For the camshaft, he opted for a mechanical flat-tappet – fairly mild, since he mostly drives the car on the street. The stock rocker arms? Gone.

“I called my friend Jonny – they call him Jonny Oil,” Eklund says, laughing. “He’s crazy about vintage Funny Cars. He owns two – Apocalypse Now and Tre Kronor – and runs exhibition passes with them. He had a set of Stage V roller rockers for sale. HEMI-expensive, of course. We talked for a while, and I wondered what my bank account would think. But while we were talking, Gerd had already made the bank transfer.”

If that’s not love, what is?

With the engine complete, it was time for the dyno – at JAMS, the well-known Swedish V8 specialist shop run by Jimmy.

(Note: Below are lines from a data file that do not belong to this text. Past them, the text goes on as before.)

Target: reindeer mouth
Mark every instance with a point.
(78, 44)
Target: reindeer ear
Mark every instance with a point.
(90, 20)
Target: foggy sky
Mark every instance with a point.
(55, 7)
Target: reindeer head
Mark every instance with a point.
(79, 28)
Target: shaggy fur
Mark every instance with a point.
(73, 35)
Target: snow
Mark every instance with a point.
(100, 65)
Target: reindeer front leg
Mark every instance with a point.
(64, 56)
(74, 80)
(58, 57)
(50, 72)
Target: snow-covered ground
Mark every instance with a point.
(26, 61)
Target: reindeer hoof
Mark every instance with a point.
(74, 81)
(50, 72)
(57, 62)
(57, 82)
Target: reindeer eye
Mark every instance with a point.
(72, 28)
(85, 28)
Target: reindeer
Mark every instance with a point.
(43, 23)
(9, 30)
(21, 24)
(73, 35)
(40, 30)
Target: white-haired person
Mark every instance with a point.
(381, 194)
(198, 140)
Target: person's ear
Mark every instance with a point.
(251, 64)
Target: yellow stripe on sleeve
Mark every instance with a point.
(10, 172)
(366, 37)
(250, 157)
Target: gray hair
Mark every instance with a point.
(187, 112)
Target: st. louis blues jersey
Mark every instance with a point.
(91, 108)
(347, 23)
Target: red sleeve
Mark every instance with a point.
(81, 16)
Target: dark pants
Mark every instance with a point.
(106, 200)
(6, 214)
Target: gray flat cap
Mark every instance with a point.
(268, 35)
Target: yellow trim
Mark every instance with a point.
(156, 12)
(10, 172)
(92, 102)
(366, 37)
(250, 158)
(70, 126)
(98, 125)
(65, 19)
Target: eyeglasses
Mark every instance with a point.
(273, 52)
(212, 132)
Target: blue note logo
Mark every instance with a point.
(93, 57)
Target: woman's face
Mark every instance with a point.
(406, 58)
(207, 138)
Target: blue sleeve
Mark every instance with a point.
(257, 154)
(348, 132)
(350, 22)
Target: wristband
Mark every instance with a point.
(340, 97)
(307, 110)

“I’d hoped for maybe 500–550 horsepower,” Eklund says. “I was really surprised when Jimmy got 615 horsepower and 770 newton-meters of torque. The engine still has stock HEMI valve sizes, so I guess the head porting and general flow helped. I even brought an extra 850-cfm carb just in case, but Jimmy managed perfectly with a Holley 830.”

So, how’s it to drive? Fantastic. Smooth, civilized and shockingly usable. Since the HEMI was registered with the Swedish Transport Agency in April 2025, Eklund has logged about 2,500 miles. Fuel economy? Surprisingly reasonable.

“I figured it’d do about two liters per 10 kilometers, but it’s closer to 1.5 on average,” he says. “It’s really cheap to run, relatively speaking. I think the manual transmission helps with that.”

There’s one thing he grumbles about, though.

“After 2,500 miles, the RAM Clutches unit still grabs too hard,” he says. “It’ll go – replaced with a new setup, maybe a Centerforce. Probably a diaphragm clutch and different disc.”

“The rear axle has 3.54:1 gears, but I might go to 3.70:1 to smooth things out,” he adds. “But it’s not heavy at all. I sat in Stockholm traffic for 45 minutes this summer – no problem.”

We wrap up the chat with the car’s Road Runner horn – of course it has one. The cherry on top. I assumed Ulf had owned the horn long before this car, but Gerd corrects me – as always, she knows every detail.

“I got to know a guy named Ulf from Fagersta about six or seven years ago,” Eklund says. “We’ve done a lot together since. Sadly, he also has Parkinson’s, like Micke. His Cadillac gave him some trouble, so I helped him out. One day, he gave me the horn as thanks – brand new, still in the box. And yes – it’s mounted now. And yes, it’s been honked,” he laughs.